Inhibition of the kinase domain of the multi-domain leucine-rich repeat kinase 2 (LRRK2) protein has long been identified as a potential treatment for Parkinson s disease. Although many have tried, however, it has proven impossible to determine an X-ray crystal structure of the LRRK2 kinase domain. A research collaboration between Vernalis and Lundbeck established a surrogate approach to

determine crystal structures, which informed the discovery of multiple series of potent, selective inhibitors.

An analysis of the ATP-binding pocket of available structures of kinase domains bound to the generic kinase inhibitor, staurosporine, identified checkpoint kinase 1 (CHK1) as having close similarity. Vernalis had previously established routine insect cell expression and crystallisation of CHK1 protein. After exploring different mutational strategies, a 10-point mutation of CHK1 was demonstrated to be an effective surrogate for wild-type LRRK2 [1], providing a structural rationale for the selectivity profile of published inhibitors.

The structures of compounds bound to the CHK1 10-pt mutant kinase have been effectively used to generate several series of LRRK2 inhibitors (Figure 146). A medicinal chemistry programme identified one series of inhibitors with high potency and exquisite selectivity for LRRK2. Underpinning the structure-based design was routine determination of crystal structures derived from quality data obtained at macromolecular crystallography beamline ID29, and at the Soleil and Diamond synchrotrons.
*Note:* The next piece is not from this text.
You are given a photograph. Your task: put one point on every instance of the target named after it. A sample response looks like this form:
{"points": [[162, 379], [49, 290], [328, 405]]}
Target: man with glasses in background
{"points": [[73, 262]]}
PRINCIPAL PUBLICATION AND AUTHORS

Design and Synthesis of Pyrrolo[2,3-d]pyrimidine-Derived Leucine-Rich Repeat Kinase 2 (LRRK2) Inhibitors Using a Checkpoint Kinase 1 (CHK1)-Derived Crystallographic Surrogate, D.S. Williamson (a), G.P Smith (b), G.K Mikkelsen (b), T. Jensen (b), P. Acheson-Dossang (a), L. Badolo (b), S.T. Bedford (a), V. Chell (a), I-J. Chen (a), P. Dokurno (a), M. Hentzer (b), S. Newland (a), S.C. Ray (a), T. Shaw (a), A.E. Surgenor (a), L. Terry (a), Y. Wang (a), K.V. Christensen (b), J. Med. Chem. 64, 14, 10312-10332 (2021); https:/doi.org/10.1021/acs.jmedchem.1c00720. (a) Vernalis (R&D) Ltd., Great Abington, Cambridge (UK) (b) H. Lundbeck A/S, Valby (Denmark)

REFERENCE [1] D.S. Williamson et al., J. Med. Chem. 60, 8945-8962 (2017).

Fig. 146: X-ray crystal structure of highly selective compound 45 in complex with LRRK2 surrogate (CHK1 10pt-mutant).